There is a subtle shift of energy, a palpable doom, that does not go unnoticed by Chantal. She shifts in her seat, discomforted, watching scenes she knows better than the back of her hand, better than the Toy Story poster on the ceiling above her bed. Familiar jokes and well-known discourse between a jolly, green giant and a sassy donkey, quips and sallies exchanged between Mike Myers and Eddy Murphy, do nothing to amuse. On the contrary, they weigh Chantal down, fill her with dark thoughts, ruinous anxiety.

An aroma of mint pervades the small cinema. It grows, rich and heady, an invasion of smokey menthol. Chantal wishes to leave. She is desperate to vacate the concave depression of cheap upholstery, but somehow remains still, against her wishes, as if her thighs, ass, and back are bonded to the seat by squashed Milk Duds, or voodoo, black magic.

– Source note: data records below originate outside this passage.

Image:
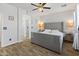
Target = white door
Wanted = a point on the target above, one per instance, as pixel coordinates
(27, 26)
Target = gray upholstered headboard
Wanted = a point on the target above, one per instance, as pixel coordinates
(54, 26)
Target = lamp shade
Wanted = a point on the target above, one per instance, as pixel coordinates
(70, 23)
(40, 25)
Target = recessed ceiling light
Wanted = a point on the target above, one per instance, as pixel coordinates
(64, 5)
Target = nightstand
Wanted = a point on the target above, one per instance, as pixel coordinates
(68, 37)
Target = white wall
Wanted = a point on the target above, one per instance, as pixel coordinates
(11, 32)
(55, 17)
(21, 34)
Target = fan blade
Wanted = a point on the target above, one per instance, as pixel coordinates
(46, 7)
(35, 9)
(34, 5)
(43, 4)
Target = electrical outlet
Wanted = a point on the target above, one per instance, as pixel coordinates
(10, 39)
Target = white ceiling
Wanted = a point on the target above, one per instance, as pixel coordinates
(55, 7)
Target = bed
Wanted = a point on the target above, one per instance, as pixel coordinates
(51, 39)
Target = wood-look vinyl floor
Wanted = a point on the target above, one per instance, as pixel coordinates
(26, 48)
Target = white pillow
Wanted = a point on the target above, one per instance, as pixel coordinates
(47, 30)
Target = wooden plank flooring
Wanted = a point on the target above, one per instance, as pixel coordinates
(26, 48)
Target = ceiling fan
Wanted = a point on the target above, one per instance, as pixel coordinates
(40, 6)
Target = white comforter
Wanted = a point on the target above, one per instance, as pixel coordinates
(57, 33)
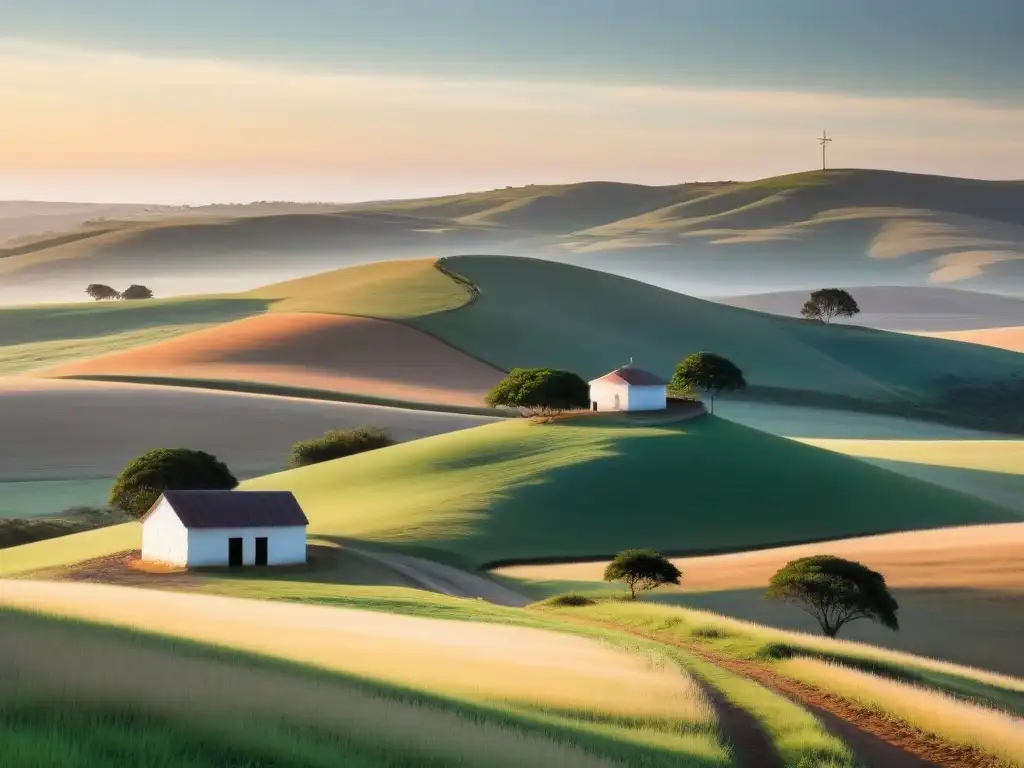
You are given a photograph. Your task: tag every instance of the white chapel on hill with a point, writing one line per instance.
(629, 388)
(195, 528)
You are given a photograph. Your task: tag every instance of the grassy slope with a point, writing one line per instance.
(390, 290)
(493, 493)
(488, 494)
(38, 337)
(534, 312)
(384, 689)
(884, 227)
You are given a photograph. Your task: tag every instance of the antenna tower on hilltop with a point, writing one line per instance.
(824, 139)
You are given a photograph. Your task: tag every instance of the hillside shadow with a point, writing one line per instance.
(816, 420)
(976, 628)
(999, 487)
(701, 486)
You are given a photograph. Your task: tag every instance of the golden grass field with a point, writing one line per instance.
(47, 659)
(486, 662)
(972, 557)
(961, 590)
(1011, 338)
(340, 353)
(953, 720)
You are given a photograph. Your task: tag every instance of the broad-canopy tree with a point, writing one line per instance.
(140, 483)
(709, 373)
(641, 569)
(99, 292)
(136, 292)
(540, 390)
(835, 592)
(828, 303)
(337, 443)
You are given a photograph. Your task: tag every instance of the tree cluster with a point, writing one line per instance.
(709, 373)
(140, 483)
(828, 303)
(337, 443)
(540, 391)
(101, 292)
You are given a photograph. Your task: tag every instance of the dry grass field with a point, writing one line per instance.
(488, 662)
(348, 354)
(58, 431)
(961, 590)
(57, 664)
(953, 720)
(589, 692)
(1011, 337)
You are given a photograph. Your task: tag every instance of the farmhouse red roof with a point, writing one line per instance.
(236, 509)
(634, 376)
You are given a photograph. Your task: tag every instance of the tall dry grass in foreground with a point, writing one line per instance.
(950, 719)
(59, 664)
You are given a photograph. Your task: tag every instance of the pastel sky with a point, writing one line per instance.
(219, 100)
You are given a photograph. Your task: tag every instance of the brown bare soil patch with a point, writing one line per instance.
(876, 738)
(961, 590)
(342, 353)
(1011, 338)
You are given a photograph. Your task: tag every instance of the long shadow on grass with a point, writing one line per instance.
(540, 724)
(707, 485)
(998, 487)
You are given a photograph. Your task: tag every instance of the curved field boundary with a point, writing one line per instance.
(255, 387)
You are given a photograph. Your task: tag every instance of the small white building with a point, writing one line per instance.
(629, 388)
(197, 528)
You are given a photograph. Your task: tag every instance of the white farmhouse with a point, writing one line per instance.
(629, 388)
(225, 527)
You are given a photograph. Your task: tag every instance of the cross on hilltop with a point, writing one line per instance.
(824, 139)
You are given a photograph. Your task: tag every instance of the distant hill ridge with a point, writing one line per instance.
(843, 226)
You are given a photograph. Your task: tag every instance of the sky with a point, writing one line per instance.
(233, 100)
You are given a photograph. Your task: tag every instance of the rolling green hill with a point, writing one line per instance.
(532, 312)
(862, 227)
(519, 491)
(516, 489)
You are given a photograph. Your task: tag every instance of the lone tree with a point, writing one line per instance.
(828, 303)
(99, 292)
(136, 292)
(337, 443)
(540, 390)
(641, 569)
(835, 592)
(141, 482)
(710, 373)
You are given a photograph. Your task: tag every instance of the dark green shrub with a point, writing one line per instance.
(141, 482)
(541, 390)
(641, 569)
(569, 600)
(337, 443)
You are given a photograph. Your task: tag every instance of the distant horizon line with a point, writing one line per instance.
(373, 201)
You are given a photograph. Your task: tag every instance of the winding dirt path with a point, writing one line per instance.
(878, 740)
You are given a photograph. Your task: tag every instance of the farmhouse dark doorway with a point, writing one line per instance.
(233, 552)
(261, 550)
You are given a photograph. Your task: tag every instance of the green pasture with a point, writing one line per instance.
(541, 313)
(388, 290)
(520, 491)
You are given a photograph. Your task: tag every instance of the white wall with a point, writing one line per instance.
(285, 546)
(647, 398)
(603, 392)
(164, 538)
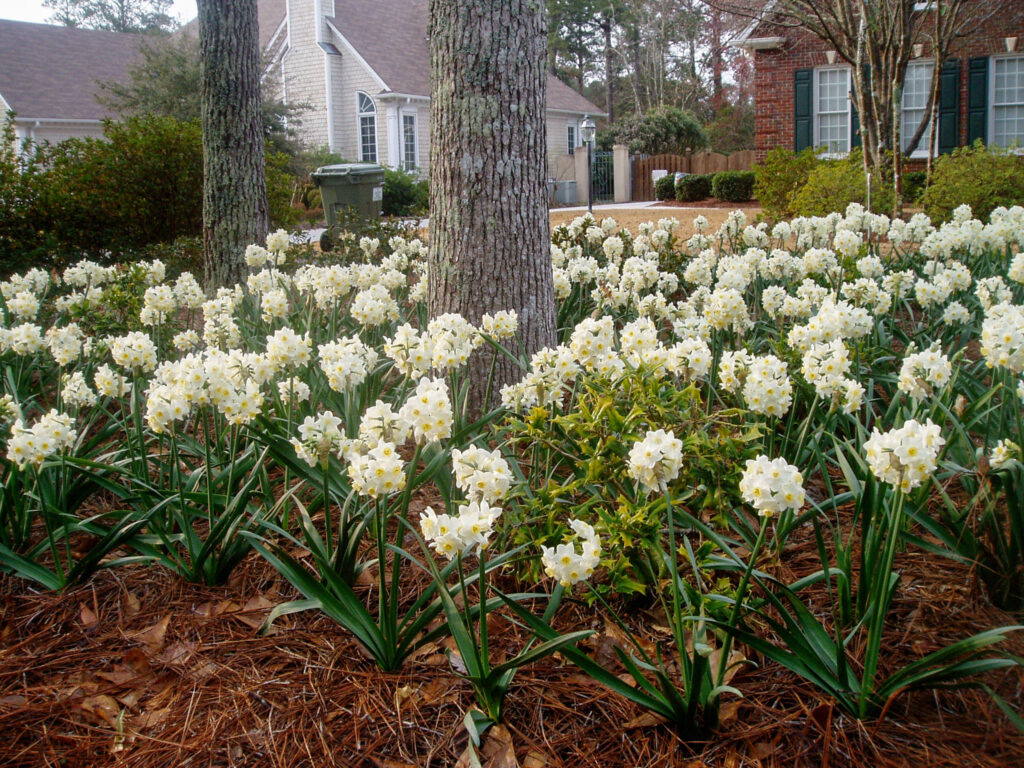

Shrek ends and there is joy in knowing it is over. But then Chantal remembers: this is a Shrekathon. So she stays put. She watches a new set of credits herald the start of yet another film. Mike Myers, Eddie Murphy, Cameron Diaz. It is more of the same. It is Shrek 2. In her misery, Chantal deems it is an adequate title for the sequel. It feels twice as long. It is twice as bad. Shrek the Third, her favorite, is somehow, tonight, a dire nightmare, a dark curse that she feels may be terminal.

It is not fair, she thinks, as Shrek Forever After begins. One film after the next, it goes on and on, forever after. Watching the fourth installment is for Chantal like crawling on all fours, her fourth lap around a racetrack of hot asphalt, upturned pins and needles. The Milk Duds have devolved, mutated, from their initial satisfying chew, their saccharine smack, to an antsy, sugar high, a depleting come down, and now the wretched gut-rot they were always destined to become. Chantal burps and tastes Malibu rum and milk chocolate. She stares up into a silver screen at a peridot ogre and feels her own complexion go green.

When it all ends, Chantal blinks away the tears, she wades through a haze of cloying menthol. From the projection room, a shadow lurks and an ember bud blinks through a white veil in morse code. Chantal doesn’t wish to decipher whatever strange message there may or may not be to convey in the pulse of a lit up cigarette tip. She has but one wish and it is to run, to escape the clammy clutches of a split pea demon. From above, a reel of film slows to an eventual halt. The big screen goes black. Whatever mystic bondage had fastened Chantal to the cheap seat throughout the duration of four feature films has now been removed.

Chantal gets up and walks away. She leaves her shoes behind. She ignores the bathroom even though her bladder is near to bursting. She walks in strides past large, glass boxes of popcorn, a row of movie posters, a ticket booth. She walks out through a revolving door into the budding glow of dawn and breathes chilled, morning air. Chantal is free. She has survived the merciless gauntlet of a Shrekathon.